Anita Groener’s recent exhibition at The Dock captured this challenge, before we even approached the work. The title, ‘The Past Is A Foreign Country’ – taken from the opening of L. P. Hartley’s novel, The Go-Between (1953) – highlighted this sense of detachment. Spread across three gallery spaces, the work itself aimed to negotiate this distance by identifying and portraying individual experiences. The challenge was to situate these stories within a global historical narrative of ‘refuge-seeking’, while simultaneously recognising that each account belongs to an individual.

Gallery 1 hosted the titular installation, featuring trees hanging in mid-air and linked by bandages, creating an organised, straight-lined matrix. Rather than being rooted in place and nourished by land to grow branches or leaves, these displaced trees were dry and completely dependent on the structures that kept them upright.
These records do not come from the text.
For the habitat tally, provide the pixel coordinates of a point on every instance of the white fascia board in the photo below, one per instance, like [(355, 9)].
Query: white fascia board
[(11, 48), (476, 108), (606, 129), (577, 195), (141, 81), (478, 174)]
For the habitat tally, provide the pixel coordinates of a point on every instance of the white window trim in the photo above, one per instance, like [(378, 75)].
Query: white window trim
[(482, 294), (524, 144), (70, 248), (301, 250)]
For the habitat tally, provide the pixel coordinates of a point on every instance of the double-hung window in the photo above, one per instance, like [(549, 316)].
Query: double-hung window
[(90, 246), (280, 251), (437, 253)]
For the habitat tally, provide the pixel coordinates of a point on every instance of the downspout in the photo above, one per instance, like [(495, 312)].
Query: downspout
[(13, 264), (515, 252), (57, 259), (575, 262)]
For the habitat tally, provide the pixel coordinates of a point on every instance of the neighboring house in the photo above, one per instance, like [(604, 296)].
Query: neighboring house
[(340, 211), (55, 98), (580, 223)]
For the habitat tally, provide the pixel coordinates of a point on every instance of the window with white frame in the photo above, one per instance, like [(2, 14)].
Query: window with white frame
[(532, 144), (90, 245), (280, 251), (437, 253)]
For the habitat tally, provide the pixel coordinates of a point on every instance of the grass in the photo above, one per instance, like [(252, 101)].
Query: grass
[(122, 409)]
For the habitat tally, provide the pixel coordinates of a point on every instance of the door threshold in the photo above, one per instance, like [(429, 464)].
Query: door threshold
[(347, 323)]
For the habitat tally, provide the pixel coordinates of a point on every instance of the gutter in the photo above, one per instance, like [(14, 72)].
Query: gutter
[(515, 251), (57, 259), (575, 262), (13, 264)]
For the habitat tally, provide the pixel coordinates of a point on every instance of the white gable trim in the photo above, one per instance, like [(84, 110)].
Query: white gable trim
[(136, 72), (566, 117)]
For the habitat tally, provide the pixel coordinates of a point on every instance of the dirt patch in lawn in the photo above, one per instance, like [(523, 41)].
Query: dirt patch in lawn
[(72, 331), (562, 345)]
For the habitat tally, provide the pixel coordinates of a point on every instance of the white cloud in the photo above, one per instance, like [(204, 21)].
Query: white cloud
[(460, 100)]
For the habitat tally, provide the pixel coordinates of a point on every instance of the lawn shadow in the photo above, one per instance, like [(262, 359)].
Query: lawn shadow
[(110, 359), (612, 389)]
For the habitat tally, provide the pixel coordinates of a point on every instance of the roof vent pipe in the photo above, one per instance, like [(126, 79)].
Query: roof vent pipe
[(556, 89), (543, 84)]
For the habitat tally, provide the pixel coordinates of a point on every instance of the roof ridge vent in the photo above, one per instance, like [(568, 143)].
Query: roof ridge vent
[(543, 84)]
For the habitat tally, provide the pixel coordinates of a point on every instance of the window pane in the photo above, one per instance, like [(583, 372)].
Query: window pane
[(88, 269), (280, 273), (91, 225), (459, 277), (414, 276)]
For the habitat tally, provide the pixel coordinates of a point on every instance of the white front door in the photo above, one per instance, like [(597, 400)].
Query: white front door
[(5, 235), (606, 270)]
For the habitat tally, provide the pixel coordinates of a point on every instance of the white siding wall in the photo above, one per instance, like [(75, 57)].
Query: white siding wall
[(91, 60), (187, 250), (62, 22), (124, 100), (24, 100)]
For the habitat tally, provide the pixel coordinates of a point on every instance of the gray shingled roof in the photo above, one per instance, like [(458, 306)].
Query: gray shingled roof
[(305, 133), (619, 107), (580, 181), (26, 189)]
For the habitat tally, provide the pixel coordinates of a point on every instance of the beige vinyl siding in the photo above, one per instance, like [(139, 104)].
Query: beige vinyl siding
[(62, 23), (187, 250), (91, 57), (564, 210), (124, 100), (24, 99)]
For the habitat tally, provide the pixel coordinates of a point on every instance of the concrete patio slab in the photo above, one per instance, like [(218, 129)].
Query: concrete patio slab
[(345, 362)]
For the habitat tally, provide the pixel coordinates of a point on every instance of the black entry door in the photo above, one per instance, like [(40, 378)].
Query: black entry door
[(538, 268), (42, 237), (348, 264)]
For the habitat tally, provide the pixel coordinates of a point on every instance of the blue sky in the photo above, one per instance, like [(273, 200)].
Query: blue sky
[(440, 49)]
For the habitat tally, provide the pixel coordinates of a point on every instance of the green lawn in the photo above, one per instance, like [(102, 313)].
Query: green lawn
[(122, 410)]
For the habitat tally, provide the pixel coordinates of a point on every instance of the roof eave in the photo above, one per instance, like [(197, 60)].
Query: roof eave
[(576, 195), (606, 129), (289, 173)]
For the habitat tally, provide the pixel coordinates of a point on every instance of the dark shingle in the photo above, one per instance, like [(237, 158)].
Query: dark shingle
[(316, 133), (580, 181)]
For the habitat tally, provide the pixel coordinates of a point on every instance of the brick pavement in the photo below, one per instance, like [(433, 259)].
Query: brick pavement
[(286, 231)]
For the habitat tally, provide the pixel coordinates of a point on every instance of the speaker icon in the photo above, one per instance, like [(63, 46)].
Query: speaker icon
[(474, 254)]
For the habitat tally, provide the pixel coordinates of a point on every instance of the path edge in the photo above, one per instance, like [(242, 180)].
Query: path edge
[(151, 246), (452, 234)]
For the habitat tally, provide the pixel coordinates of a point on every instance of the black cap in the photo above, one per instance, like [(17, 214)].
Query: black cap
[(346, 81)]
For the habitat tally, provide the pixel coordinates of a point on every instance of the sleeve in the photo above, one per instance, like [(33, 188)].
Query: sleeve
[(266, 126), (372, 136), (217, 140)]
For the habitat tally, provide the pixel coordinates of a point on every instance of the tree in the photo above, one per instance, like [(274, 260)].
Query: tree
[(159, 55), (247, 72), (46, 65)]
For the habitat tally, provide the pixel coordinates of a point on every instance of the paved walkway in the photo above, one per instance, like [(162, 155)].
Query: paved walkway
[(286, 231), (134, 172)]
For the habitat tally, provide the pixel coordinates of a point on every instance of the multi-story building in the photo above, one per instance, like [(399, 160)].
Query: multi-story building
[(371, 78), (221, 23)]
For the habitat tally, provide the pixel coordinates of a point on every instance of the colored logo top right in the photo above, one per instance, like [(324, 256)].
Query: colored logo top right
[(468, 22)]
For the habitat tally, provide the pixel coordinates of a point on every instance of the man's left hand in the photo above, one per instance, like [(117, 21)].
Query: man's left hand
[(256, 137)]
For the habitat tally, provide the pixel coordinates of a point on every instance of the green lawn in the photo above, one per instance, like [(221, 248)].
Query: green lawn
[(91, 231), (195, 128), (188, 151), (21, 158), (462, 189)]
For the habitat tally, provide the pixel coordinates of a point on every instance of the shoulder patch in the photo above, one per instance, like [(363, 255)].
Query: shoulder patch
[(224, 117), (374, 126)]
The same space also included a video, titled Nest (2018), showing a bird’s nest being broken into twigs by a pair of hands in the dark. These pieces made a strong opening statement on both the subject matter of displacement and on Groener’s recurring visual motif – drawing in both two-dimensional and three-dimensional space.

Gallery 2 carried the narrative thread from the natural world back to society. A large circle of twigs, mounted on the far wall, acted as a diorama of sorts, holding miniature silhouettes of individuals or groups as they travelled along the dark twigs. Some scenes were expected, like a group of women carrying parcels on their heads as they walk, but some stung with poignancy, such as the man standing with his arms raised, presumably surrendering to an unknown pursuer.
On the opposing wall, five animated drawings, titled Moments(2018), featured short snippets of news interviews with children displaced from Syria. Even when they were standing still, the characters were animated, as if at any moment these children would continue with an update on their current lives. Minimal, hand-drawn lines were traced around those featured in the footage, reducing the emotional content of these scenes to their most essential and making them difficult to leave behind once viewed.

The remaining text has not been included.